This is my neighborhood bike. She’s only been mine for a few months. She has a longer history than I will ever know.
My grandmother passed her along to me this summer. At 86, Grandma hasn’t been riding for at least a few years. Grandpa had built the bike for her in the early 70s, to be her neighborhood bike. He found the abandoned Gitane mixte frame in an alley in Isla Vista, the neighborhood my newly married hippie parents were living in at the time.
Grandpa, by the way, though also 86, continues to cycle, averaging around seventy-five miles a week. We recently asked him to calculate his lifetime mileage. (He always logs his miles but had never added them up.) 90,617: that's how many miles my grandfather has cycled since 1976. Yep, that's nearly four times around the earth's circumference.
This is my home, my starting point for today’s neighborhood ride. It was built in 1906. I’ve only lived here for 6 of its 105 years of existence. I feel toward my home and my neighborhood like I do toward my bike: nostalgic for memories that are longer than mine and hardly my own.
Two things I’ve added to my home’s rich history are my vegetable garden and my bees that help pollinate it. I’ve had some luck with my zucchini plants this summer, so this morning’s harvest just begged me to make more zucchini bread than I could possibly eat. I have three loaves of bread to deliver to my neighbors: hence today’s neighborhood ride.
First stop: Laura’s house. She’s one of my oldest friends, and we’re pretty much committed to living within walking distance from one another. That way we can either grow old together gracefully or intervene when one or the other goes nuts. Her kiddos, just-turned-seven Elizabeth and almost-five Jack, want to ride around the block with me. Sounds like fun and I’m in no hurry.
I make sure to ride past the duplex that my dear friends used to rent. The house is still empty. I wonder who will live there next, but I doubt they’ll be as great as Rebecca and Gavin (who, for the record, restored vintage Raleigh three-speeds as their neighborhood bikes).
Next leg: up the hill to Katie’s, the only bit of work required on this ride. I remember when I thought riding up this hill was climbing. Now the incline just adds a bit of variety. Katie and her family are super healthy eaters but I made the zucchini bread with whole wheat flour this time to make up for its generous amount of chocolate chips.
Next stop is my niece Madeline’s house (oh, and my sister & brother-in-law’s, too). My mom lives in an apartment just behind their house. Whenever I bring them zucchini bread, I have to let her know right away, so that she makes sure to snag a piece before it disappears.

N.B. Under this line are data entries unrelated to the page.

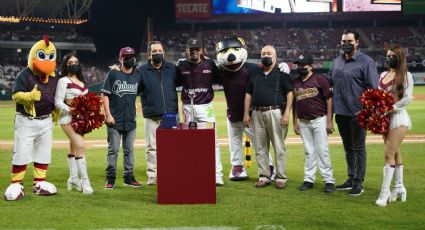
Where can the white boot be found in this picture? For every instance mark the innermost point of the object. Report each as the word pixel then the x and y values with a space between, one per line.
pixel 399 189
pixel 85 182
pixel 384 196
pixel 73 175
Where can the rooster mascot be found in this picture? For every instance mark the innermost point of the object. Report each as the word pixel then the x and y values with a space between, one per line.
pixel 235 73
pixel 34 92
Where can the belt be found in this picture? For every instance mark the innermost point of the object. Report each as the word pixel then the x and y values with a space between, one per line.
pixel 42 117
pixel 266 108
pixel 312 118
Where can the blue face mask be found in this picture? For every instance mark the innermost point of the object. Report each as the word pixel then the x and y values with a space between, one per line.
pixel 157 58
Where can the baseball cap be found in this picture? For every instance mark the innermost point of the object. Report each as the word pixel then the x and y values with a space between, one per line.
pixel 194 43
pixel 127 51
pixel 230 42
pixel 304 60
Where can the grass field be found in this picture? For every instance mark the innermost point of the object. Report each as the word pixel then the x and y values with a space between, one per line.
pixel 239 204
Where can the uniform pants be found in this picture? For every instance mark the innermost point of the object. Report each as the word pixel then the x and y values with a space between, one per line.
pixel 316 149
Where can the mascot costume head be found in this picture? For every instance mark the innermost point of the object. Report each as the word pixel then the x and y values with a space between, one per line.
pixel 42 59
pixel 231 53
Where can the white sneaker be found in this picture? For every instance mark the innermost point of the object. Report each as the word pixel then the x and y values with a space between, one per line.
pixel 219 181
pixel 237 173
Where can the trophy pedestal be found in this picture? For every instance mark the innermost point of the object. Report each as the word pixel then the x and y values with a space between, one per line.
pixel 186 165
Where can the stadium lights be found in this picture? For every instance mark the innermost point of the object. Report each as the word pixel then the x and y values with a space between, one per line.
pixel 325 1
pixel 13 19
pixel 9 19
pixel 386 1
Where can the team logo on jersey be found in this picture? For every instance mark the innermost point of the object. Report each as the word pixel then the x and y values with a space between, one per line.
pixel 124 88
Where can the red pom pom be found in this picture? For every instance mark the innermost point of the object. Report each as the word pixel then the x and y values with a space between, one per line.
pixel 86 113
pixel 376 108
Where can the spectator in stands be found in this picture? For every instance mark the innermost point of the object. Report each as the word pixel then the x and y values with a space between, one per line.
pixel 197 75
pixel 399 83
pixel 70 85
pixel 159 96
pixel 270 93
pixel 313 120
pixel 119 94
pixel 351 74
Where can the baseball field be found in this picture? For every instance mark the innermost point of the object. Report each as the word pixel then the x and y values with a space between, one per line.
pixel 239 204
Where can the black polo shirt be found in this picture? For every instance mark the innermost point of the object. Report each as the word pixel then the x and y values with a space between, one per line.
pixel 269 90
pixel 122 90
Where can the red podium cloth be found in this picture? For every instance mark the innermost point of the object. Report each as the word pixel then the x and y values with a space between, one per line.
pixel 186 165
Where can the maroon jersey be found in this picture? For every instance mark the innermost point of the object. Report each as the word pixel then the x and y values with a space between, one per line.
pixel 234 85
pixel 200 78
pixel 310 96
pixel 25 82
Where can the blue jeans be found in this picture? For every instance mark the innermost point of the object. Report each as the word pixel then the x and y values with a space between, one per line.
pixel 128 138
pixel 354 140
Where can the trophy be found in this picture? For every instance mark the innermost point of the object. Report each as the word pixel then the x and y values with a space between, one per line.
pixel 192 122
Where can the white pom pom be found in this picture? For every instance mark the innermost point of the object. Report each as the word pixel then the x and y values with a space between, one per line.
pixel 14 192
pixel 44 188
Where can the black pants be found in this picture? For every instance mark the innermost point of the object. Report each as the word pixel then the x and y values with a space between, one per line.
pixel 354 140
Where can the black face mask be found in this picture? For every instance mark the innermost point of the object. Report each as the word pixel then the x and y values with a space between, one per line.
pixel 73 69
pixel 393 62
pixel 194 59
pixel 302 71
pixel 348 48
pixel 128 62
pixel 266 61
pixel 157 58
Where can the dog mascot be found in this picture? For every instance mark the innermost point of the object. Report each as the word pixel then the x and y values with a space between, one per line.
pixel 34 92
pixel 235 73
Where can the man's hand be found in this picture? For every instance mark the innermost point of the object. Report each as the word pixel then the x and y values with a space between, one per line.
pixel 109 120
pixel 284 68
pixel 329 127
pixel 296 128
pixel 284 122
pixel 246 120
pixel 35 94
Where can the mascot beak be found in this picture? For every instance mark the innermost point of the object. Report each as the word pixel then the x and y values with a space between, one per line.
pixel 45 66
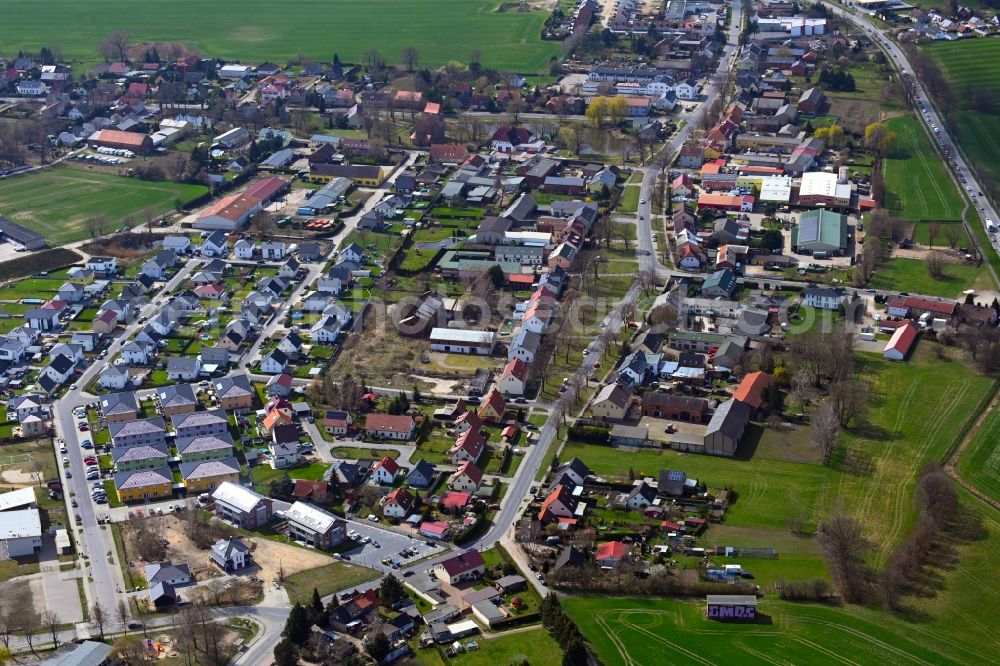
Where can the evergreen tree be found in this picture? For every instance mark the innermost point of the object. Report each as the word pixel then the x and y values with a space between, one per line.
pixel 286 653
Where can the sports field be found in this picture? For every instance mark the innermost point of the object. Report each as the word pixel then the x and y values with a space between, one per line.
pixel 918 188
pixel 57 202
pixel 980 462
pixel 441 30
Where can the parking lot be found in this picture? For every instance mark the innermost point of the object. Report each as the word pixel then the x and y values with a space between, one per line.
pixel 390 545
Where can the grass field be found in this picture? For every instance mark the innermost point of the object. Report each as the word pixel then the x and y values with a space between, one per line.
pixel 328 579
pixel 280 31
pixel 980 462
pixel 969 63
pixel 917 185
pixel 57 202
pixel 875 480
pixel 911 275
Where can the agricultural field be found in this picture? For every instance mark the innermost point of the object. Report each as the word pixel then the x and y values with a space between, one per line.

Sometimes my sister Steph and I go on neighborhood rides together, with Madeline in the toddler seat on her bike. On a recent ride, Madeline noticed how my hands were placed atop my handlebars and said, “Your hands look like bird wings, Lala.” Such a poetic imagination.
I love to think that Steph and I rode together just like this around our old neighborhood twenty-some years ago.
Last stop today is the local market for a six-pack of Fat Tire.
My next door neighbor, Alli, might just want to sit on the porch this evening and enjoy some beer and zucchini bread. I kept a loaf at home just in case!